India, like most emerging markets, will continue to face headwinds from the Greece crisis, which is being seen as a possible contagion risk for some developing markets. A bottom for India’s markets could, however, be seen in about 2-3 weeks, experts said.
On Monday, the benchmark 30-share Sensex index closed at 27,645.15 points, down 0.60 percent or 166.69 points, its lowest point since April-end, as a further sell-off from foreign investors loomed.
Foreign portfolio investors have been selling Indian shares since May this year - worth Rs 84.88 billion– as domestic economic growth has yet to pick up in a major way and corporate earnings remained weak.
On Monday, the Indian rupee slid against the dollar to 63.86, down 0.6 percent from its previous close – the most since June 8. Yields on India’s 10-year bonds were at 7.89 percent.
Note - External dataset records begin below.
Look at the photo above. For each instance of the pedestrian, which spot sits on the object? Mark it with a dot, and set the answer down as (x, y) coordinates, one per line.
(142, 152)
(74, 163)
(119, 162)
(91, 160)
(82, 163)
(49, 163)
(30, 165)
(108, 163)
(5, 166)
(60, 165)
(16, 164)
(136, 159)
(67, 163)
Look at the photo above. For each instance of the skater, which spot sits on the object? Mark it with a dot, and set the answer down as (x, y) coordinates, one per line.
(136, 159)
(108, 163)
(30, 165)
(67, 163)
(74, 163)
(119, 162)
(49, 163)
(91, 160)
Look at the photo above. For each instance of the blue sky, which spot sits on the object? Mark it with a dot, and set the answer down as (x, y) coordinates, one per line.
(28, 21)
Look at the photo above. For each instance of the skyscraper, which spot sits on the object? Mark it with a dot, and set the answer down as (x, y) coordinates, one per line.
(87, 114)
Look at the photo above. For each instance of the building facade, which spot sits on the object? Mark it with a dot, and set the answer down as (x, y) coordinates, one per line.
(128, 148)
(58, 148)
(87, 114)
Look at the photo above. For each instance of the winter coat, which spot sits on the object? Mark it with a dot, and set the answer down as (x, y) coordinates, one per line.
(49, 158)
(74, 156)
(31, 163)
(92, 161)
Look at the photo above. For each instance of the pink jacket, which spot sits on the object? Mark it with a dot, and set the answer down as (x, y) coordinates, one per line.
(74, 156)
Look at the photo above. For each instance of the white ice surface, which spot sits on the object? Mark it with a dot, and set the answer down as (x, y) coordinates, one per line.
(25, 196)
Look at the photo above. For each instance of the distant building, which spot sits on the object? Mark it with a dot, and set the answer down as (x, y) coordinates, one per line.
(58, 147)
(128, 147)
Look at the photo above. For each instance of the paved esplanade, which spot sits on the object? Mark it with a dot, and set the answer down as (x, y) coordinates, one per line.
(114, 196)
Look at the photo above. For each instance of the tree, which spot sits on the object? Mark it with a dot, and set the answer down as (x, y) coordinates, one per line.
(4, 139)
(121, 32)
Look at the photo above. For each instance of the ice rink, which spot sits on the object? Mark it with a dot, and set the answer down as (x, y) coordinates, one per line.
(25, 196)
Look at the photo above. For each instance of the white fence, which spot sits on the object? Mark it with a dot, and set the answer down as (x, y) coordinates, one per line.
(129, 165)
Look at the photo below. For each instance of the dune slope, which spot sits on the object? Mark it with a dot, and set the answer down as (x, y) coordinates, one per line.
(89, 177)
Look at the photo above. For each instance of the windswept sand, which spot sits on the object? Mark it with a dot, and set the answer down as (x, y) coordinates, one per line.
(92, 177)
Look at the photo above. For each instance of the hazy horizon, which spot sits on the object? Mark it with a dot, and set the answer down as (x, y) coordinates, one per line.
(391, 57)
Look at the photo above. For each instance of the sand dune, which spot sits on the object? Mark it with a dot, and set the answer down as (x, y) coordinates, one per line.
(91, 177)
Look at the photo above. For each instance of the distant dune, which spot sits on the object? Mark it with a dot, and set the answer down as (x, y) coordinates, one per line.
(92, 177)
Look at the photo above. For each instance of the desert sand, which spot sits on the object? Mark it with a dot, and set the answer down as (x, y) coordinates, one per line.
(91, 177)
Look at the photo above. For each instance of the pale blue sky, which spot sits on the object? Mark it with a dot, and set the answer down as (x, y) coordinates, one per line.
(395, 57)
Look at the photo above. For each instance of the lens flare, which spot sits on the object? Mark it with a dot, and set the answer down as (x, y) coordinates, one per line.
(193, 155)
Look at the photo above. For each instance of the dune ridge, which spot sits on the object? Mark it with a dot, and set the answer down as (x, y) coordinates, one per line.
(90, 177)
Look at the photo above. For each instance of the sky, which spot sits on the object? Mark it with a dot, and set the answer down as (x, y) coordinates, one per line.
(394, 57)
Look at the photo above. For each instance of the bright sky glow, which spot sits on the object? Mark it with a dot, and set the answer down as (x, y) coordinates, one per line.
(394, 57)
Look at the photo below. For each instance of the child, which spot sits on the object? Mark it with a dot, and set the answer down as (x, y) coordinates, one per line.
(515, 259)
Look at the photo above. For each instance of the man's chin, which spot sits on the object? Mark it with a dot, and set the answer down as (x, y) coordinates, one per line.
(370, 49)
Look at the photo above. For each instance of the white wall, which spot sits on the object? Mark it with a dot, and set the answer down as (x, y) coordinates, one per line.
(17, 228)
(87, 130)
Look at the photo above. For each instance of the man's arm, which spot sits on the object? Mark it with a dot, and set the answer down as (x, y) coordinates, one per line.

“It’s fingers crossed till July 5,” said Hitesh Agrawal, head of research with Reliance Securities, part of the Anil Ambani-led Reliance Group.
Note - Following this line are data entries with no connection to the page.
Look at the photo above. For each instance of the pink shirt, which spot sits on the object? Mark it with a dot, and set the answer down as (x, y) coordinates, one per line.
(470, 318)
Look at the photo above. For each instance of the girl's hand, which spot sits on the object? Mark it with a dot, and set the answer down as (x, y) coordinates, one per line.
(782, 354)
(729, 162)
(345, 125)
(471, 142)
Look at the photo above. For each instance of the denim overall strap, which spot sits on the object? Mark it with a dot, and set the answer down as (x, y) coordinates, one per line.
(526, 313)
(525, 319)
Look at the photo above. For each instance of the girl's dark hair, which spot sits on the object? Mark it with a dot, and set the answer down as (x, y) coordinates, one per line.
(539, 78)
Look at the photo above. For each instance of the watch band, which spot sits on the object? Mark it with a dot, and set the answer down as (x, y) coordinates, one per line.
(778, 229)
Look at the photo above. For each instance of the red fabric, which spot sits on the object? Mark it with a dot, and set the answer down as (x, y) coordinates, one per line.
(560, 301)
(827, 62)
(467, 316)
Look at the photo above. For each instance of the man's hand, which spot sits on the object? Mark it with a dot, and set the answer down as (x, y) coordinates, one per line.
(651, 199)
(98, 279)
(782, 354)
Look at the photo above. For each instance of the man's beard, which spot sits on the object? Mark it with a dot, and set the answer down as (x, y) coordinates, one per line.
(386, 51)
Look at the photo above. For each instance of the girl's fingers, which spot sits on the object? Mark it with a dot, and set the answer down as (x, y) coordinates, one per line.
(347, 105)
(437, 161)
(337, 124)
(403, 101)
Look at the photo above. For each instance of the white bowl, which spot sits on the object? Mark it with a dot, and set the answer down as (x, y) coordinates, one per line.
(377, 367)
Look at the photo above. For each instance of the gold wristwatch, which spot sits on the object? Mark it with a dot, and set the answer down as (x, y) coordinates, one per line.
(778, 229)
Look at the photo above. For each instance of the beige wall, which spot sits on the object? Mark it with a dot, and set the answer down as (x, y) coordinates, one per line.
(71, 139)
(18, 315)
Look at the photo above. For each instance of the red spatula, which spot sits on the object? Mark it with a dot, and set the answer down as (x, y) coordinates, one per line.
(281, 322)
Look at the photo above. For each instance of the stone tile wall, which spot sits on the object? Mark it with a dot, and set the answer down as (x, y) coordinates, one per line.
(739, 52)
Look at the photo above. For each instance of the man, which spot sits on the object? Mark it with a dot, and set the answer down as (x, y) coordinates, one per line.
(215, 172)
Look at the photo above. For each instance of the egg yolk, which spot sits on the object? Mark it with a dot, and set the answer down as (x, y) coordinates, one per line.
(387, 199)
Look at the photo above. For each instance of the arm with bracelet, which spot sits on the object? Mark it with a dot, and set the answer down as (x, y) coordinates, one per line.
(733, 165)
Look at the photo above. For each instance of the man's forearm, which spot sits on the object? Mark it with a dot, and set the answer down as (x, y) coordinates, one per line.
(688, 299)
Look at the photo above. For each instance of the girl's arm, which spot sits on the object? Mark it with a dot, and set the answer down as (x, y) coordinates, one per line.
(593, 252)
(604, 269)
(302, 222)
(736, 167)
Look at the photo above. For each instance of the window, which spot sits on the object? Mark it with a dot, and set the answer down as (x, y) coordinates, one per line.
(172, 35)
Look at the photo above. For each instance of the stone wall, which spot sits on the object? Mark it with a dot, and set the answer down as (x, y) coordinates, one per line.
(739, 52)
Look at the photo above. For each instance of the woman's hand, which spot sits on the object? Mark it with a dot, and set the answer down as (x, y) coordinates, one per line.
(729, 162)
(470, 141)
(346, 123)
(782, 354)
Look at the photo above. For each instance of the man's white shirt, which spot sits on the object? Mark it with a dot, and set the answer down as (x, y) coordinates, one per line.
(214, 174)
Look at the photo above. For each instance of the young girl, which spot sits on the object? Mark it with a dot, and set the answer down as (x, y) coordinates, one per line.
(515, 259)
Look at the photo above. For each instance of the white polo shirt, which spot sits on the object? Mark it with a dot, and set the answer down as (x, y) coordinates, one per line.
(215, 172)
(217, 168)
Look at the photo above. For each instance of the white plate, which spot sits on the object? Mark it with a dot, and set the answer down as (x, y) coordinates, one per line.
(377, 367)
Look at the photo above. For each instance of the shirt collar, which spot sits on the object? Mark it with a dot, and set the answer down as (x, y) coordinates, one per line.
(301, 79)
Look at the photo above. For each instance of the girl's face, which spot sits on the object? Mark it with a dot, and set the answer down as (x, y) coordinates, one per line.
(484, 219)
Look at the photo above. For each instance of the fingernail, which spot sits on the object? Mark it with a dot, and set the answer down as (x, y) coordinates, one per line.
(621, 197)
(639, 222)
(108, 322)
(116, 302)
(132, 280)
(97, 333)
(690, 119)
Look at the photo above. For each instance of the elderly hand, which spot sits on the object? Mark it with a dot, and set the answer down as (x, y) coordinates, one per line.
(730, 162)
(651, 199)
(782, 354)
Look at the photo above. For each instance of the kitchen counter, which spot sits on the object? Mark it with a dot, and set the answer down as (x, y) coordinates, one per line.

Last week, in Greece, their Prime Minister Alexis Tsipras called a referendum on July 5 when voters in Greece will decide whether to accept a bailout deal by creditors. Greek banks will remain closed until the referendum is held.
India, like several emerging markets, has seen a flight of capital already. Foreign investors would like to lighten their positions further,” says Agrawal.
“Greece’s decision to hold a referendum has increased the odds of it exiting the Eurozone. But this decision will depend on the final agreement between Greece and euro, post the referendum,” says Vinod Nair, head of fundamental research, Geojit BNP Paribas Financial Services.
Nair said on Monday that India’s markets showed a bit of “resilience” by bouncing back 435.96 points from an intra-day low of 27,209.19. But global investors will be at a risk-off mode, by the time the final outcome will be understood, Nair said.
Nomura analysts, in a latest report, say that beyond the short-term ‘knee-jerk’ negative market reaction seen, they do not expect it to escalate into a systemic European crisis. The rationale for this is that unlike previous global concerns in 2011-12, the Greek drama has now been unfolding for several years. “So now it is much less of a surprise to financial markets,” says Nomura’s chief economist and managing director Rob Subbaraman, in a note to clients.
Also, Greece has a small economy that comprises less than two percent of euro area GDP, and compared to 2011-12, the rest of the euro area is in a much stronger economic position.
India’s rupee was trading at 63.86 to the dollar, a near two-year-low, in evening trade. Analysts expect the rupee to remain subdued for at least six months due to the Greece factor and its fallout and until local inflationary pressures weakened further.
“We expect the rupee to remain in the 62-64 range for the next six months,” says Naveen Mathur, associate director (commodities and currencies), Angel Broking.
Agrawal said India’s stock markets could bottom out over the next three weeks, as by that time, there would be clarity on the progress of monsoon activity across India and the Greece turmoil. Also, fund managers who were underweight on India may also want to relook at India, considering that China has fallen out of favour with global investors in recent weeks. [The Shanghai composite index has fallen by 19 percent since June 12].
But for foreign inflows to improve in a major way, a recovery in corporate earnings growth would be needed.